1
Vote

Unpredictable sorting of "New" output

description

Hi! I have 2 inputs - source data and existing dimension data. Source data is sorted by Order by clause. Starting with 1 existing record in dimension (unknown member), so it's first time filling. When new records going out of DMSC they are sorted in a strange manner - by blocks or something like this, but not like intput records. This is not the order I'd like to see in my dimension table.
I tried to set IsSorted property with sortKeyPosition on business key field, but it didn't help. Tried do that on source, on ed, on both of them and by apart - no use.
Of course Sort component come to the rescue, but asynchronous component is not desirable.
I found a DMSC property - Number of Processing Threads with value 0, changed that to 1 and got what I want - sorted new records. Tried to change to 2 and returned to the problem.
So what to prefer - left 1 thread (on multicore system), use Sort component or do someting else? In terms of performance and best practice.
Thank you.

comments

Sm1th wrote Jan 23, 2012 at 6:06 AM

A remark:
setting Number of Processing Threads = 1 doesn't help with dimension tables size of about 10k rows+. It works just fine with small dimensions, but for a bit larger ones need use Sort component for New records output. Sad that the component messing up the input stream

toddmcdermid wrote Mar 15, 2012 at 11:45 PM

The component makes no statements or commitments about the order of rows emitted from any output. It doesn't try, and couldn't possibly do so except under extremely strict conditions which would compromise performance heavily. In essence, you're asking for me to place the asynchronous Sort inside the component... which is already asynchronous, but that would make it worse :)
However, I'm not sure why you're at all interested or concerned about emitted row order. Can you tell my why it's relevant and important to you?

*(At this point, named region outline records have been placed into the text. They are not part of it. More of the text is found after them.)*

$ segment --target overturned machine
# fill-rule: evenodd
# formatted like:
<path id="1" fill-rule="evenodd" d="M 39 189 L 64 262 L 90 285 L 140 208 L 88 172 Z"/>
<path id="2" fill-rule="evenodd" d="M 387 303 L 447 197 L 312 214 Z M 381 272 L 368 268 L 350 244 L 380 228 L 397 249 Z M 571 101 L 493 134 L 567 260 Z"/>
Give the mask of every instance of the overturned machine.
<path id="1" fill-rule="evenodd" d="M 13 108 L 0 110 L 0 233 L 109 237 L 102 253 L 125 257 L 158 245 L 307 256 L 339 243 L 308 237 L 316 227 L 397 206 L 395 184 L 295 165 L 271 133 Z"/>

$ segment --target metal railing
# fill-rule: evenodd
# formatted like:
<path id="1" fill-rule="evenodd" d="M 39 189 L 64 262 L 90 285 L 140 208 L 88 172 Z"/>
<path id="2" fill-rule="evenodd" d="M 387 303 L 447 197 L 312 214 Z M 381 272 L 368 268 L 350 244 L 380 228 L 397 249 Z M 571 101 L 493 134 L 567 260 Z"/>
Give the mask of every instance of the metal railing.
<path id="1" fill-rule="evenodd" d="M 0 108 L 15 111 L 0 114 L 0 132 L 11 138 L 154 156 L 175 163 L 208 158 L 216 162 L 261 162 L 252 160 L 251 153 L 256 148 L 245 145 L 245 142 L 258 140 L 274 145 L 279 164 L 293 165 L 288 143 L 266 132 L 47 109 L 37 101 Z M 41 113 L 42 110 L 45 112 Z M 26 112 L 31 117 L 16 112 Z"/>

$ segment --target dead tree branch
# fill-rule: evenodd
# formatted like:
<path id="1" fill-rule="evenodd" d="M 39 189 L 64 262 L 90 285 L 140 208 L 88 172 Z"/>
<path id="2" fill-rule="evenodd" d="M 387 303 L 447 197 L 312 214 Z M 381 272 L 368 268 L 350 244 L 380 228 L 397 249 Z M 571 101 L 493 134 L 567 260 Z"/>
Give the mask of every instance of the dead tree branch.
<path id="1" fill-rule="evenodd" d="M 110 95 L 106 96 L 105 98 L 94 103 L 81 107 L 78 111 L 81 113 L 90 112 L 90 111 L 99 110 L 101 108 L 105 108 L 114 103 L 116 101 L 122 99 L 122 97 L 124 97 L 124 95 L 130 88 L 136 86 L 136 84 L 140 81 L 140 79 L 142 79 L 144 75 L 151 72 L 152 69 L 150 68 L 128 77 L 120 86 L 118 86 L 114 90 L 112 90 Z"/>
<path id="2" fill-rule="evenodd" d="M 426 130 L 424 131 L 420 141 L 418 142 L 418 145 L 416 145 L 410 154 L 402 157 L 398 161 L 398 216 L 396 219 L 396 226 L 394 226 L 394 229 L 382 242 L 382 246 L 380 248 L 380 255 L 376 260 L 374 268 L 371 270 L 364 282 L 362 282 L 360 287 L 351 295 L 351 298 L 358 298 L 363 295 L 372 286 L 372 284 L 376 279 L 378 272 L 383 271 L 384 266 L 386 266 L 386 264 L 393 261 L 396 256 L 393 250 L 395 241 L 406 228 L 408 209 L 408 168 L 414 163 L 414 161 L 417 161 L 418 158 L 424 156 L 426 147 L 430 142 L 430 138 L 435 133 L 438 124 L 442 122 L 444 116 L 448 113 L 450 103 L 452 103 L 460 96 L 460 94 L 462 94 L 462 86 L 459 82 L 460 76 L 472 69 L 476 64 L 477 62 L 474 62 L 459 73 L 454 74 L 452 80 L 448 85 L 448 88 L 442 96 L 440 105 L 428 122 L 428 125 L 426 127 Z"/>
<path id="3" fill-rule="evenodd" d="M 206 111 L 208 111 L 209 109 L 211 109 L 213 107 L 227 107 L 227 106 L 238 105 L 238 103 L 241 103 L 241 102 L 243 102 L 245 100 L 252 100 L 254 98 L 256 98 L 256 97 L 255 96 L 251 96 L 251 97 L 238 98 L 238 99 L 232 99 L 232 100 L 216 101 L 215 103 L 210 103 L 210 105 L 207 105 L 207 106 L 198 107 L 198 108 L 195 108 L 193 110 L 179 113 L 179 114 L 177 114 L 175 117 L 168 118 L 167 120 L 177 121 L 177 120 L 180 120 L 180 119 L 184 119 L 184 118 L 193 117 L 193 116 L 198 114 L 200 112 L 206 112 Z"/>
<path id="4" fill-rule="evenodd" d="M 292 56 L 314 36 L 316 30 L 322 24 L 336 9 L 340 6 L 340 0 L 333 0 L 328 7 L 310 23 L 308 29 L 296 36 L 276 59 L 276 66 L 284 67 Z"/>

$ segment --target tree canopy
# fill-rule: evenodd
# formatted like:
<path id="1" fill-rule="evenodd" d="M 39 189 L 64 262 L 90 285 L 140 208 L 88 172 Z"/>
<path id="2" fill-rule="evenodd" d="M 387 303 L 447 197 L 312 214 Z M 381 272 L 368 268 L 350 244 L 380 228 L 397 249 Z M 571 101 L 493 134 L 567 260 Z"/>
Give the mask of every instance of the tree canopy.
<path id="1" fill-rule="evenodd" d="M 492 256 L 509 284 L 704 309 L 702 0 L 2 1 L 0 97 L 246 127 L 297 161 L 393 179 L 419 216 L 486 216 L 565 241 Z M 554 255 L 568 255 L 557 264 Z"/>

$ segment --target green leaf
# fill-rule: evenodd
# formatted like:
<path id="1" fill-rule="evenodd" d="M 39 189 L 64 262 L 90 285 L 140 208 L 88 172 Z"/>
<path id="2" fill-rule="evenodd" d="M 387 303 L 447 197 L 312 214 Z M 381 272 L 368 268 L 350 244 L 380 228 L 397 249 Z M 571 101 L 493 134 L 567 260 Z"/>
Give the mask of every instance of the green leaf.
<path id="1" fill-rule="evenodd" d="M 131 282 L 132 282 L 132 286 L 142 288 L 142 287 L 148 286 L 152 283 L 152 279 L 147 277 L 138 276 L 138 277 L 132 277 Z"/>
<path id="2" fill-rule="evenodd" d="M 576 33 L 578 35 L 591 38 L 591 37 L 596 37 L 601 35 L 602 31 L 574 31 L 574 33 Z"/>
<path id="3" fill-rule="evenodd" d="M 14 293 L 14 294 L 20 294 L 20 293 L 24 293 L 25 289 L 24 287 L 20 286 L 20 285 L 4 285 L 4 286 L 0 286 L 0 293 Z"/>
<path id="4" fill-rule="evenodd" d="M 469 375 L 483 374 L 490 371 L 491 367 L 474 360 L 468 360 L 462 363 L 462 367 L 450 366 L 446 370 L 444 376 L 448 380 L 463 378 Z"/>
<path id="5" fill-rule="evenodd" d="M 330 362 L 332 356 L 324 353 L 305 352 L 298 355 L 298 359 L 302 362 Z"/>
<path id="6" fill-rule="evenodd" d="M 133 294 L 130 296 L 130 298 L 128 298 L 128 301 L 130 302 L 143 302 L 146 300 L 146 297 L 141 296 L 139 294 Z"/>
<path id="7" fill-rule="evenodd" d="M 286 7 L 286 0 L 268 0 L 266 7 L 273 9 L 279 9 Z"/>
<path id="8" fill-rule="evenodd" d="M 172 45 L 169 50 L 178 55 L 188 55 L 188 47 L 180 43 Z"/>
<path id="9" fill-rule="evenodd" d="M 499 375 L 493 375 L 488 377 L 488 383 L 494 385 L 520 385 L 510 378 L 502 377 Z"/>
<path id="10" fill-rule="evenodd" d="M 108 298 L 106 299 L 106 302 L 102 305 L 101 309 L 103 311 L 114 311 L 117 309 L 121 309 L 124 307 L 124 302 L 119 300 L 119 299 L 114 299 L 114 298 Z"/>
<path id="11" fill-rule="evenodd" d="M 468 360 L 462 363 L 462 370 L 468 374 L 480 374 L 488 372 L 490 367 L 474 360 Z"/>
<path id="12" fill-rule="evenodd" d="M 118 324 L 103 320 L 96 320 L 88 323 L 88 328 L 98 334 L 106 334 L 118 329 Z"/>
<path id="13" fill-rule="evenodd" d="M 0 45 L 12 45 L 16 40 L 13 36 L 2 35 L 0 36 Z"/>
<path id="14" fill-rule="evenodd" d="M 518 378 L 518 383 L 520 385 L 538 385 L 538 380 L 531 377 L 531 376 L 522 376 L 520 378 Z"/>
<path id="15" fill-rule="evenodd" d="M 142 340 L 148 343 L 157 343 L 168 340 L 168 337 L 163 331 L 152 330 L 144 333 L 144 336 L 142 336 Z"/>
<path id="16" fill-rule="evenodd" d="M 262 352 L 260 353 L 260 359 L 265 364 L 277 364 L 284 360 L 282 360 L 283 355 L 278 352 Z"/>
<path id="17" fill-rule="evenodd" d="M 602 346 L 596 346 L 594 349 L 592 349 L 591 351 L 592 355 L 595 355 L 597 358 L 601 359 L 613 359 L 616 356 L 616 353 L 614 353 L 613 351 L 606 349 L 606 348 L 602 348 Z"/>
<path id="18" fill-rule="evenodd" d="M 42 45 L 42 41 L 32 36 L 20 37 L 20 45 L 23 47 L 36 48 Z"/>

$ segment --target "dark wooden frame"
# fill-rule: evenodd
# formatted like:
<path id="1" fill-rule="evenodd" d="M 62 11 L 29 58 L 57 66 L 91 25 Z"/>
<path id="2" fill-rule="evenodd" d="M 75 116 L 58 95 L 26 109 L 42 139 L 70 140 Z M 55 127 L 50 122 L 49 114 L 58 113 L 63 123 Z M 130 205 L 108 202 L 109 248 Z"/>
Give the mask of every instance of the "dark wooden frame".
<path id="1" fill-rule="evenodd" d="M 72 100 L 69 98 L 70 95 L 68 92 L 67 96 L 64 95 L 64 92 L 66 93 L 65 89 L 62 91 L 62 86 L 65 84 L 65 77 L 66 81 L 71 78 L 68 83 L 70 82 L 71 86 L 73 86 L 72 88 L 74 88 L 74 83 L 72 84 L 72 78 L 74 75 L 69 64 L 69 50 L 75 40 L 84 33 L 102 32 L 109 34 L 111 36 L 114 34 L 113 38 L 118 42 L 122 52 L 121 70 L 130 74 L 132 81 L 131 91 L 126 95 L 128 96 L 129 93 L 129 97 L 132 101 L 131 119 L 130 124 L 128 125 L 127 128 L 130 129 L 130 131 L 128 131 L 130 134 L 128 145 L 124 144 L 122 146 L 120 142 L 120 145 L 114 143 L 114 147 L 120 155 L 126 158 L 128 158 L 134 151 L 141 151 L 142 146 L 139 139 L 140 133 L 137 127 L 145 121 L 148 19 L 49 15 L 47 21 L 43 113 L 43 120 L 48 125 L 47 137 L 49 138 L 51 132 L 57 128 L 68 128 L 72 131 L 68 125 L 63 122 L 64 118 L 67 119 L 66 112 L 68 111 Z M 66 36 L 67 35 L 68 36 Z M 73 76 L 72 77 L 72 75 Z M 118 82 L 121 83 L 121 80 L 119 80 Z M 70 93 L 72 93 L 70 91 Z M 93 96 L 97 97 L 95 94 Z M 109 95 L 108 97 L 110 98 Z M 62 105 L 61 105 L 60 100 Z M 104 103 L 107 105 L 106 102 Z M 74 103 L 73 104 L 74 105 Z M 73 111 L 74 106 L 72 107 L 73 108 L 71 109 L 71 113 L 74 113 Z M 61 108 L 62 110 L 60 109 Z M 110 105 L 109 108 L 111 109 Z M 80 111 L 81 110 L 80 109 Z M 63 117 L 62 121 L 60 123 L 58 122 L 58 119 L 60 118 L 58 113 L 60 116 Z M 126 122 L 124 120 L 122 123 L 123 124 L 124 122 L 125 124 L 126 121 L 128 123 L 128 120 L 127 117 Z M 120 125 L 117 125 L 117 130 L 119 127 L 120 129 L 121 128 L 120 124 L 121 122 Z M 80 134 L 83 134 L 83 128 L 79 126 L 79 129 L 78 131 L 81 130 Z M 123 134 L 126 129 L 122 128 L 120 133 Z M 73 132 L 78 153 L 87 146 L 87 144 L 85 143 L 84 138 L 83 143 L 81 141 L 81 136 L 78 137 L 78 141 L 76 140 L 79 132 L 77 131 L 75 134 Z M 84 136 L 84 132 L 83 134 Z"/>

Sm1th wrote May 17, 2012 at 7:17 PM

"I'm not sure why you're at all interested or concerned about emitted row order. Can you tell my why it's relevant and important to you?"
It's just more convinient when u create clusterd index on PK, then type query
select * from dimTable
and it shows u sorted values. When dim table is releatively small u can look at the result set and find the value with just your eyes - it's just faster to find some row this way than to remember it's business key and type where-clause. It's stupid, I know, just bad habbit =)) left it all =)